The endangerment finding, issued in response to the Supreme Court's 2007 ruling in Massachusetts v. EPA, established the legal predicate under which the federal government could regulate carbon dioxide, methane, and other greenhouse gases under the Clean Air Act. Reconsidering the finding, agency officials clarified, would not entail reconsidering whether greenhouse gases trap heat, whether human emissions have raised atmospheric concentrations, or whether the resulting warming damages human health, three matters the administration acknowledged remained settled. It would, rather, reconsider whether any of that should continue to be the federal government's problem.
"The endangerment finding has held back American energy for far too long," Mr. Zeldin said in a video posted to social media, in which he described the action as the largest deregulatory step in EPA history, while standing in front of a podium that did not specify what new science had been received since 2009 to warrant reopening the question. The administrator characterized the move as part of an effort to remove what he called "the climate change religion," a phrase that several administration officials described as a useful way of categorizing all assessments produced by federal climate scientists, the Department of Defense, the Pentagon's intelligence directorate, the National Academy of Sciences, the World Meteorological Organization, and most major insurance underwriters.
A senior administration official, speaking on condition of anonymity, said the reconsideration had been requested in detail by oil and gas trade associations during the transition, that the legal architecture had been drafted in coordination with Project 2025 contributors at the Heritage Foundation, and that the timing reflected a desire to deliver a signature deregulatory action before the second-term tariff agenda began absorbing the news cycle. "There is broad scientific consensus," the official said, "that this is what the donors wanted."
The practical effect, environmental lawyers noted, would be to subject every existing federal greenhouse gas regulation to fresh legal challenge in courts increasingly populated by judges who had argued, prior to confirmation, that the original finding was overly expansive. Among the rules whose legal foundation would be opened to attack were vehicle emissions standards, power plant rules, methane rules, and the federal social cost of carbon, the figure agencies use to weigh the dollar value of climate damage when issuing any rule, which under the second-term review had already been adjusted from $51 per ton to a value officials described as "to be determined, possibly zero."

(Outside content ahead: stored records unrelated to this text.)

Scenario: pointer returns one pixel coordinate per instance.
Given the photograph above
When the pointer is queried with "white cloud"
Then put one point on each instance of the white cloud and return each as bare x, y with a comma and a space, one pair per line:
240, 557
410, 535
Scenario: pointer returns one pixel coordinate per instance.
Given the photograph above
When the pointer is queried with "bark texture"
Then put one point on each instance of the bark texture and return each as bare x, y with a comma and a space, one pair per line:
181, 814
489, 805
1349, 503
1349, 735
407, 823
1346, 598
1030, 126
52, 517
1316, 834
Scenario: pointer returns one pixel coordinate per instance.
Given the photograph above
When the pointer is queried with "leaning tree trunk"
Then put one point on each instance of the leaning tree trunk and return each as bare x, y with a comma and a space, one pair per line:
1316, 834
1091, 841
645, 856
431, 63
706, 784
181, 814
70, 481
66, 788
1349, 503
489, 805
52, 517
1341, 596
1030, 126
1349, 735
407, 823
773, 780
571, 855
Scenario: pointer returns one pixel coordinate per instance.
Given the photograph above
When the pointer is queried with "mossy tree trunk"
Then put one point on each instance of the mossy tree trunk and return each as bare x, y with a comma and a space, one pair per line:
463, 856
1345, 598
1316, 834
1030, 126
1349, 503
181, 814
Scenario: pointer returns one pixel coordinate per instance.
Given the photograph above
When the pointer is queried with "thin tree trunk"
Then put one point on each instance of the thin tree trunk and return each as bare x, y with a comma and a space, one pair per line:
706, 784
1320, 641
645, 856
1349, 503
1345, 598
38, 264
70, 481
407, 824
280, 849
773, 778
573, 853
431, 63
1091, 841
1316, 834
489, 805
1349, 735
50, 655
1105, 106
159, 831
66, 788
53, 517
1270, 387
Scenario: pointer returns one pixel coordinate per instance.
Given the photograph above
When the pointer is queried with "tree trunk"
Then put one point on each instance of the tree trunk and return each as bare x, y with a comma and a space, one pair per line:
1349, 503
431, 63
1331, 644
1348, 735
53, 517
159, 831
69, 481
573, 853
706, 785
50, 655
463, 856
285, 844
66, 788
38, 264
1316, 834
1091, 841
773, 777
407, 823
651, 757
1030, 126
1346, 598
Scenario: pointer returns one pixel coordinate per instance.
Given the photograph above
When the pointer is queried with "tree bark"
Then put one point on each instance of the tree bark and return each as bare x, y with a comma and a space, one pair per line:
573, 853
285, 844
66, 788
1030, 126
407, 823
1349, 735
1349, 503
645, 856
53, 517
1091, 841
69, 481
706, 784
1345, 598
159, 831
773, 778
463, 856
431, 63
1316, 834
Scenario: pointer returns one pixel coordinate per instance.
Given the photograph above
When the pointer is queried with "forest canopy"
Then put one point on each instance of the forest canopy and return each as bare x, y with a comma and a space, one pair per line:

Climate scientists at the agency, several of whom had spent the morning preparing for layoffs scheduled for later in the week, declined to comment on the record, citing concerns about retaliation, the active rescission of their grants, and the fact that the planet had, in the period between the finding's issuance and its reconsideration, experienced its ten hottest years on record.
At press time, EPA officials confirmed that any future federal climate rule would be required to demonstrate, under the new framework, that greenhouse gases had become more harmful than they had been the day before.